Ah là là, ces gauchos… quelle bande d’attardés. C’est pour cette raison que les économistes aiment à étudier l’Argentine. C’est le seul pays au monde qui a fait partie des plus riches… avant de devenir un trou m***ique… entièrement grâce à la politique gouvernementale.
Attendez une minute…
… Vous dites que les Etats-Unis impriment de l’argent pour couvrir leurs dépenses opérationnelles, eux aussi ? Le budget pour cette année explose, à 7 000 Mds$.
Les recettes fiscales étaient déjà prévues aux environs des 3 800 Mds$ – et ça, c’était avant l’arrivée du Covid-19. A présent, c’est difficile à dire… peut-être 3 000 Mds$… peut-être 2 000 Mds$ seulement.
Cela signifie que les autorités américaines vont devoir emprunter. Mais qui a 4 000 Mds$ sous la main ?
Les Argentins ne peuvent pas emprunter parce que personne ne leur prêtera d’argent. Les Américains ne peuvent pas emprunter non plus parce que personne n’a de telles sommes. Et même si quelqu’un les avait, ils ne seraient pas assez idiots pour prêter à quelqu’un atteint d’une fièvre dépensière aussi imprudente.
La seule source possible, pour un tel financement, c’est la Réserve fédérale. Laquelle n’a qu’une seule source à sa disposition : la « planche à billets ». En d’autres termes, les Etats-Unis suivent les pas de l’Argentine… mais à une échelle bien plus grande.
Comment ?… Vous dites que la Fed augmente aussi sa masse monétaire… exactement comme l’Argentine ?
Durant la première semaine de mars, la Fed détenait des actifs de 4 290 Mds$, principalement en bons du Trésor US. Elle en a désormais quelque 6 360 Mds$, tous achetés avec de l’argent de la « planche à billets ». C’est une augmentation… attention, préparez-vous… de 48% – soit plus de deux fois plus rapidement que l’Argentine.
Mauvais souvenirs
Le taux d’inflation argentin dépasse déjà les 50% – mais ce n’est rien par rapport à son inflation durant les années 1980.
Tout Argentin âgé de plus de 40 ans se rappelle l’époque où les prix grimpaient en moyenne de 300% par an environ.
Cette sorte d’inflation fait à une économie à peu près ce que lui inflige le coronavirus en ce moment.
Les fermetures se multiplient.

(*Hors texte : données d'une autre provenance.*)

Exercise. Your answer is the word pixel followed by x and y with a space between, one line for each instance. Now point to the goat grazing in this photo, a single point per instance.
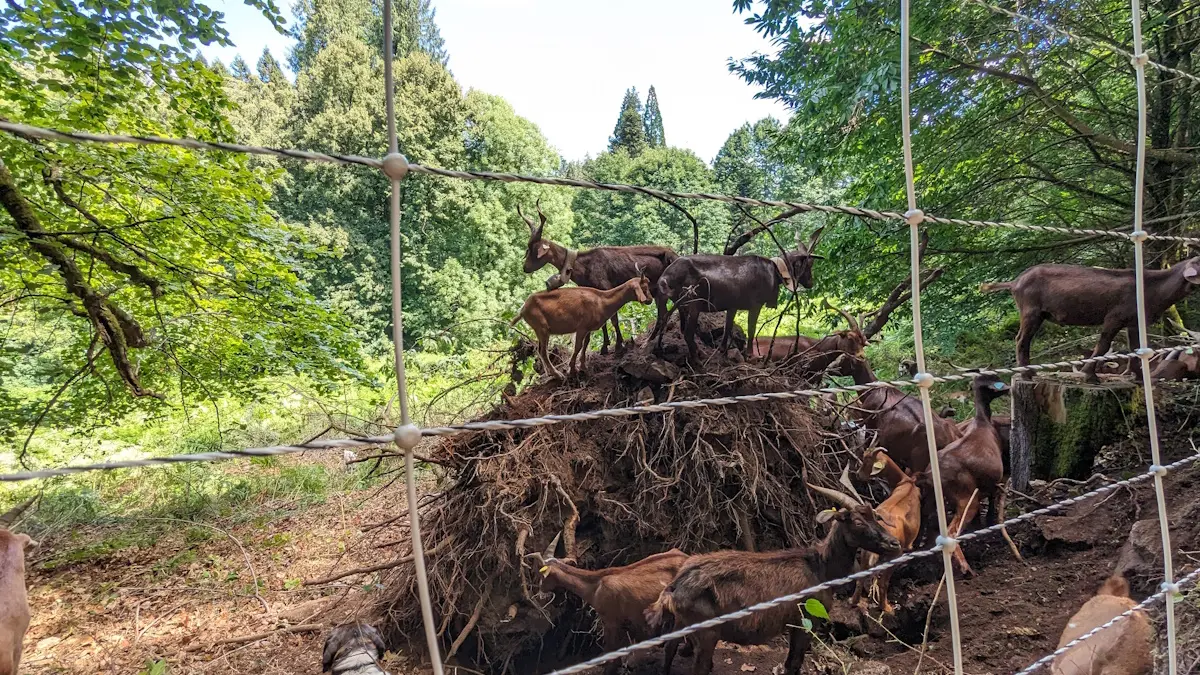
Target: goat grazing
pixel 13 601
pixel 1089 296
pixel 1122 649
pixel 353 649
pixel 619 595
pixel 899 514
pixel 1180 364
pixel 897 417
pixel 713 284
pixel 603 268
pixel 973 467
pixel 579 310
pixel 813 354
pixel 719 583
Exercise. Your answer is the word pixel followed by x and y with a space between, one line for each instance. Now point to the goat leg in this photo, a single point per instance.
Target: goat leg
pixel 616 328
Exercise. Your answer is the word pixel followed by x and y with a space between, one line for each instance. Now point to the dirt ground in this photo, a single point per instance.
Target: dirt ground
pixel 175 598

Les entreprises ne peuvent rien planifier. Elles ne peuvent pas investir pour l’avenir. Elles licencient. Les gens restent chez eux. L’argent perd sa valeur si vite qu’ils essaient de s’en débarrasser le plus rapidement possible. Cela nourrit de nouvelles augmentations de prix… et un déclin de la production.
Généralement, le gouvernement propose des boucs émissaires… des ennemis… et des solutions idiotes – autant de choses qui aggravent la situation.
Les contrôles de prix, par exemple, découragent le peu de production restante. Des impôts élevés et des restrictions de capitaux font fuir les investisseurs. Et les guerres – conçues pour détourner l’attention des gens de la mauvaise gestion financière et les rassembler derrière le gouvernement – gaspillent le peu de richesse encore disponible.
Folie monétaire
Quand il s’agit de mettre une économie à genoux, les Argentins sont champions.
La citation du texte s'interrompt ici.